Wednesday, February 04, 2009

Why “No Thanks” to everyone?

RIPAN KUMAR BISWAS

NO THANKS for President Dr. Iajuddin Ahmed. Nobody was thanked either former President Justice Shahabuddin Ahmed, President Abdur Rahman Biswas, or President Professor AQM Badruddoza Chowdhury, who had been forced to step down from the presidency following a disagreement with the then BNP government on the question of “principle.”

Thanks make a difference. Gratitude, thankfulness, or appreciation is one of our most fundamental human emotions. When we appreciate and support the great deeds of others - we feel good and boost the others to work harder. We never lost anything in appreciating others - instead we become a better person. Appreciating others will help us to enhance our skill; it will also boost the doers to contribute more for the good of the people. Cultivate a culture of appreciation, words of praise or thanks are important. But thanks were missing towards any of the past Chief Advisers of the caretaker governments including the most recent Dr. Fakhruddin Ahmed. Whether it has been neutrally appreciated or not, the Election Commission of Bangladesh has been always accused by the loser party of being partial towards the winning part.

Though US President Barack H Obama inherited two wars and the worst economic conditions in three generations from former President George W. Bush when he took the oath of office on January 20, 2009, but he didn’t forget to thank his predecessor. “I thank President Bush for his service to our nation, as well as the generosity and cooperation he has shown throughout this transition,” Obama praised and nodded towards Bush at the very beginning of his inaugural speech.

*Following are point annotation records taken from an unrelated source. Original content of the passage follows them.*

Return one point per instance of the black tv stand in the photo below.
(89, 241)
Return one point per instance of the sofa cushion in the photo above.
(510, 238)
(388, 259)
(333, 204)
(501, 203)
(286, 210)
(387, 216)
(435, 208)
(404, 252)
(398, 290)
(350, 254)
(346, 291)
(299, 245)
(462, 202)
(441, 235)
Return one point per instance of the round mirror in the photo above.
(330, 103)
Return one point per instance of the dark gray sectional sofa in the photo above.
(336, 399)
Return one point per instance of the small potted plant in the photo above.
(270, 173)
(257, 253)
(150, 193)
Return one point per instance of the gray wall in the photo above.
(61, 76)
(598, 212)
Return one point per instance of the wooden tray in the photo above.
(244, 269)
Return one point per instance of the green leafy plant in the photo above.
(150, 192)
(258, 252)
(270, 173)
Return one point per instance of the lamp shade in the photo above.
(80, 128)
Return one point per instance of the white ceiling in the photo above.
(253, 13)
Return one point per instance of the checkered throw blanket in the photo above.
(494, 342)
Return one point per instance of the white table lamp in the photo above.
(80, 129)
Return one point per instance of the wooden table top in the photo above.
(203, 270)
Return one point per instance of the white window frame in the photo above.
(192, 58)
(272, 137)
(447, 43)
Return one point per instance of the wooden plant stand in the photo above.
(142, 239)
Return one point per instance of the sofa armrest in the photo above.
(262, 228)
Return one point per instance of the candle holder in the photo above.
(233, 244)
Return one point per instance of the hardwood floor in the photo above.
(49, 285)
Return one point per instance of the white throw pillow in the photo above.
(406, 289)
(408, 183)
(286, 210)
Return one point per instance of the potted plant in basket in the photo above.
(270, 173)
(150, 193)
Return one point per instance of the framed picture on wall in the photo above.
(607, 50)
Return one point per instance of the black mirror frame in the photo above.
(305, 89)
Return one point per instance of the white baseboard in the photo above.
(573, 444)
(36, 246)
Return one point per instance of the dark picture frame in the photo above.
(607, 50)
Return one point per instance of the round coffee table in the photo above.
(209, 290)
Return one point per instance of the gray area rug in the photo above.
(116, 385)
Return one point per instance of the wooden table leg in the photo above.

In latest as it is regular in the Bangladesh’s politics, Awami League (AL) lawmakers in parliament on February 1, 2009, accused President Professor Iajuddin Ahmed as according to them, he violated the constitution and conspired against democracy in the last two years. But this time as it is seldom to see, people of Bangladesh experienced a different type of “no thanks” attitude while BNP (Bangladesh Nationalist Party) -led opposition also accused and lashed out at President Ahmed with the same charge and even walked out of the Parliament ahead of his inaugural speech in protest against his failure to hold the ninth parliament elections within 90 days. And in a dramatic U-turn, BNP, which elected Iajuddin as President following AQM Badruddoza Chowdhury's resignation in June 2002, now wants him to be impeached.

President Iajuddin Ahmed, however in any sense, can stand accused of violating the constitution of Bangladesh. Under article 58C, President opted for the six and the last option of the provisions and assumed the office of the chief adviser (CA), in addition to being the president without exploring other alternatives, including popular non-political figures mentioned in the constitution after seeing the impasse as an opportunity and not succeeding with the first step which asserts “the immediate past chief justice will be the head of the caretaker government.” It is much clearer to everyone that he did it under the guidance of the BNP and its alliance and was cautiously welcomed by the Al-led 14 party alliance at the beginning of his concurrent functions both as President and CA.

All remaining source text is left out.